# Evaluation of enteral and parenteral hyaluronic acid in induced ischemic skin flaps in rats: a double-blinded and randomized study

**Authors:** Marina Frazatti Gallina, Ivan Felismino Charas dos Santos, Bruna Martins da Silva, Guilherme Cirino Coelho Pereira, Lucas Fernando Sérgio Gushiken, Claudia Helena Pellizzon, Miriam Harumi Tsunemi, Sandro de Vargas Schons, Fernando do Carmo Silva, Kamile Daguano Sena, Vinicius dos Santos Rosa

PMC · DOI: 10.1590/acb395924 · Acta Cirúrgica Brasileira · 2024-09-09

## TL;DR

This study evaluates how hyaluronic acid administered through different routes affects healing in rat skin flaps with reduced blood flow.

## Contribution

The study compares enteral and parenteral administration of hyaluronic acid in ischemic skin flaps using clinical, histological, and cytokine data in rats.

## Key findings

- Subcutaneous hyaluronic acid (0.3%) reduced necrosis and improved epithelialization in ischemic skin flaps.
- Both enteral and parenteral hyaluronic acid showed beneficial effects on inflammation and tissue healing.
- Pro- and anti-inflammatory cytokines varied significantly between treatment groups.

## Abstract

To evaluate exogenous hyaluronic acid (HA) derived from bacterial fermentation through enteral and parenteral routes in ischemic skin flaps induced in rats, using clinical and histological exams; and interleukins (IL) as tissue inflammatory biomarkers.

Sixty-four male adults Wistar rats with ischemic skin flaps on the dorsum were randomized into four groups, based on the treatment protocol: subcutaneous administration of saline solution (0.9%) (GI); oral administration of distilled water (GII); subcutaneous administration of HA (0.3%) (GIII); and oral administration of HA (1%) (GIV).

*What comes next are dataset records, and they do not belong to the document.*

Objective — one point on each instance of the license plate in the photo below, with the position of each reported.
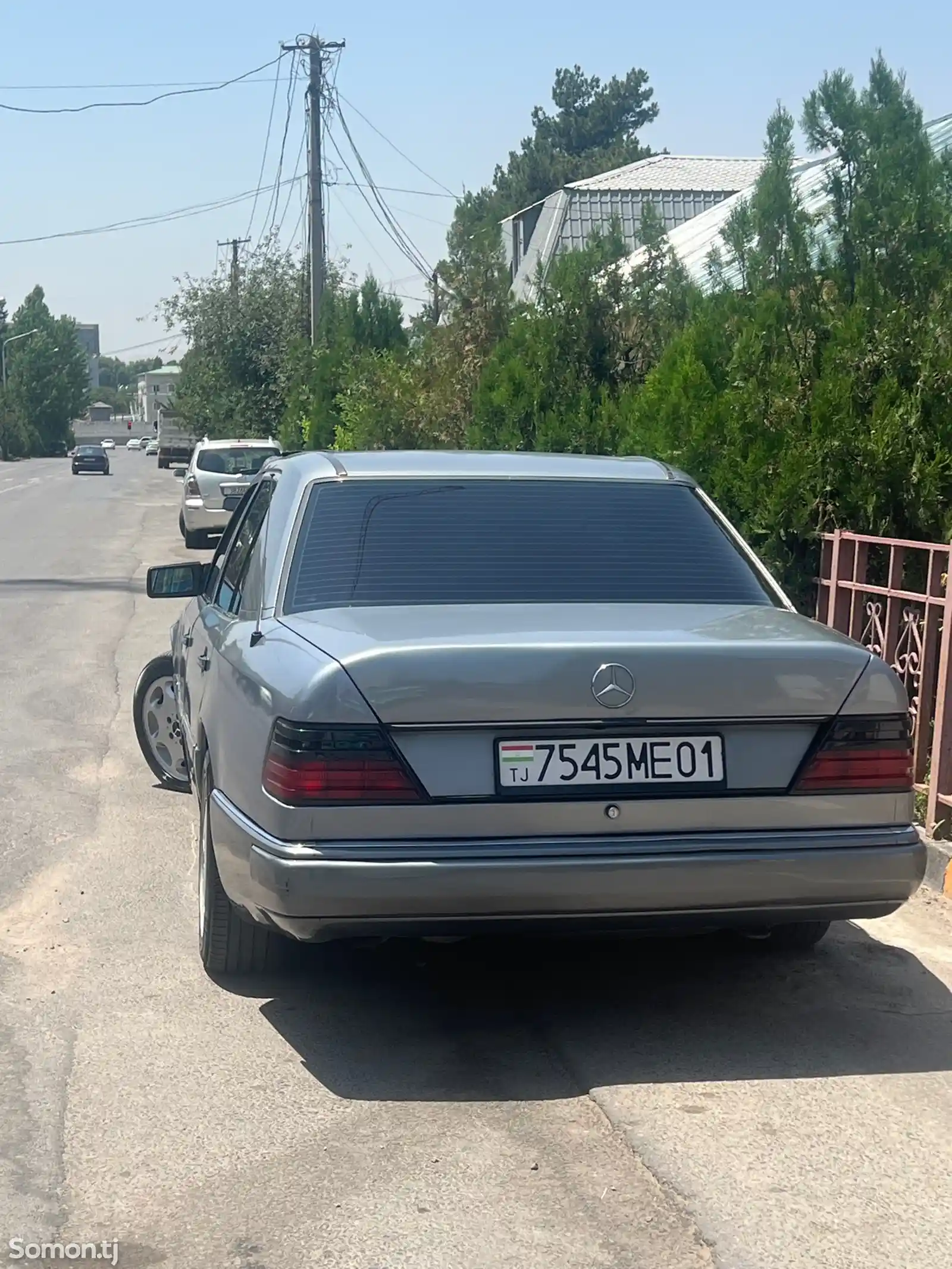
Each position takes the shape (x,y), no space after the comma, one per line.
(660,762)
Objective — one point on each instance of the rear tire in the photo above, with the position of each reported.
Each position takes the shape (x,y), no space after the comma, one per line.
(793,938)
(229,942)
(158,669)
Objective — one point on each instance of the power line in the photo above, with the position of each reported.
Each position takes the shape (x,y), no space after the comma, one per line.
(151,101)
(396,148)
(272,208)
(144,221)
(298,173)
(75,88)
(390,189)
(374,211)
(149,343)
(267,142)
(387,224)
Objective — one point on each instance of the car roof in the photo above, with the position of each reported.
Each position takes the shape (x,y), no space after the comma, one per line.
(447,463)
(238,441)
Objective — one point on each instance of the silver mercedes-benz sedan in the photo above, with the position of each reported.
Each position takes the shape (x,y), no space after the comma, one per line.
(439,693)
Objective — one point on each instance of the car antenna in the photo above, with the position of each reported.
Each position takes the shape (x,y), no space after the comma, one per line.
(258,634)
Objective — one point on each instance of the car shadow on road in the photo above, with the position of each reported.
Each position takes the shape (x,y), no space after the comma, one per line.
(508,1019)
(129,584)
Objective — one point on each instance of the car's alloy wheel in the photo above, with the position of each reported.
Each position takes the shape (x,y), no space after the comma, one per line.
(158,729)
(229,942)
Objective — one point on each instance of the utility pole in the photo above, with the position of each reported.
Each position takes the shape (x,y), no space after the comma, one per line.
(315,49)
(234,244)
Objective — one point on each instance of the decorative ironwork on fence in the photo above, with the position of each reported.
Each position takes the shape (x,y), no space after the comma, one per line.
(892,597)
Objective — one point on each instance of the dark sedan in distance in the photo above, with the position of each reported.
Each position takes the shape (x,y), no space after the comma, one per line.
(90,459)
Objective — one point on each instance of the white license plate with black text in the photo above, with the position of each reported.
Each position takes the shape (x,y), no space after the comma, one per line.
(657,760)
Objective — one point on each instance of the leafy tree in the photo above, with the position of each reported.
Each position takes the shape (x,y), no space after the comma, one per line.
(815,394)
(355,321)
(48,376)
(238,372)
(594,129)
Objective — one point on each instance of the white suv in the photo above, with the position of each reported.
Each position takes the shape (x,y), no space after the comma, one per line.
(217,470)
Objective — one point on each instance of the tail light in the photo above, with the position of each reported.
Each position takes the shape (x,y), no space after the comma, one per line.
(314,766)
(856,754)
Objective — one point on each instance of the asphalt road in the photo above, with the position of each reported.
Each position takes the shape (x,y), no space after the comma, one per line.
(665,1104)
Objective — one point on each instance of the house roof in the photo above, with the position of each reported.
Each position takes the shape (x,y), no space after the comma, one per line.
(693,242)
(677,172)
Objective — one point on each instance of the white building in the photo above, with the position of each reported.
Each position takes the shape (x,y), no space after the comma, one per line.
(681,188)
(155,388)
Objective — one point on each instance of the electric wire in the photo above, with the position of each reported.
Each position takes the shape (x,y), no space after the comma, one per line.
(413,252)
(267,144)
(151,101)
(145,221)
(272,208)
(149,343)
(374,212)
(381,212)
(396,148)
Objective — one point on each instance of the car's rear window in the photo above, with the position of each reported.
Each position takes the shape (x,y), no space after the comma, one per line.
(522,541)
(240,461)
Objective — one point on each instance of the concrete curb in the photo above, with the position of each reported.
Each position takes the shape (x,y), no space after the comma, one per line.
(938,866)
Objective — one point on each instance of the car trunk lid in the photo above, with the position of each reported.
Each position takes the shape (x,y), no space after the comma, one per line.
(535,663)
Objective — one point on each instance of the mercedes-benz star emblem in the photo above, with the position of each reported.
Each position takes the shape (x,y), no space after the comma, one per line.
(612,685)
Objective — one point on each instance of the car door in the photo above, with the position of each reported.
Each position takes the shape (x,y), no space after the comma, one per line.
(225,606)
(197,618)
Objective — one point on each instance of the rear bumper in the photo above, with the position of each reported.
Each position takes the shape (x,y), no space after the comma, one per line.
(720,879)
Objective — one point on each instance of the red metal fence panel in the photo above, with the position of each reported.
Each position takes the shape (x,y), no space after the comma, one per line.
(892,597)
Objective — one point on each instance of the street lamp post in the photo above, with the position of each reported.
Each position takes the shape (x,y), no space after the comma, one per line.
(11,340)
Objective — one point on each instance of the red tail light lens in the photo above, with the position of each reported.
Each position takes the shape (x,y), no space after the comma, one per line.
(311,766)
(872,754)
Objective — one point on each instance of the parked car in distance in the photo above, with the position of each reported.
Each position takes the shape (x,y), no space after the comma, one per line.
(90,459)
(219,472)
(444,693)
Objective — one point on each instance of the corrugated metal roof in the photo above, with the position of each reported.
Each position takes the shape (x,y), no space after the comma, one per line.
(695,240)
(678,172)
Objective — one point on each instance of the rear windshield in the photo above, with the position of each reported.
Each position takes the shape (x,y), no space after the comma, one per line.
(240,461)
(513,542)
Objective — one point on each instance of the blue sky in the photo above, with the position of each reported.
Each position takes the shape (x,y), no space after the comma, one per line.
(452,85)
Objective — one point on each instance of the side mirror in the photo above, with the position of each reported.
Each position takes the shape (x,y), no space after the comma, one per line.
(177,580)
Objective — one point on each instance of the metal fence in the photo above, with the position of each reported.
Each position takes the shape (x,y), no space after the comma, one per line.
(894,598)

Flaps of all groups were comparable regarding clinical and macroscopic evaluation, histological examination, pro-inflammatory cytokines (IL-1β, IL-6, and tumor necrosis factor-α) and anti-inflammatory cytokine IL-10.

A lower percentage of necrosis was identified in flaps treated with subcutaneous administration of HA (0.3%). The pro- and anti-inflammatory cytokines, epidermis thickness, blood vessels, and inflammatory cells showed statistically significant inter-group and intra-group differences (p < 0.05).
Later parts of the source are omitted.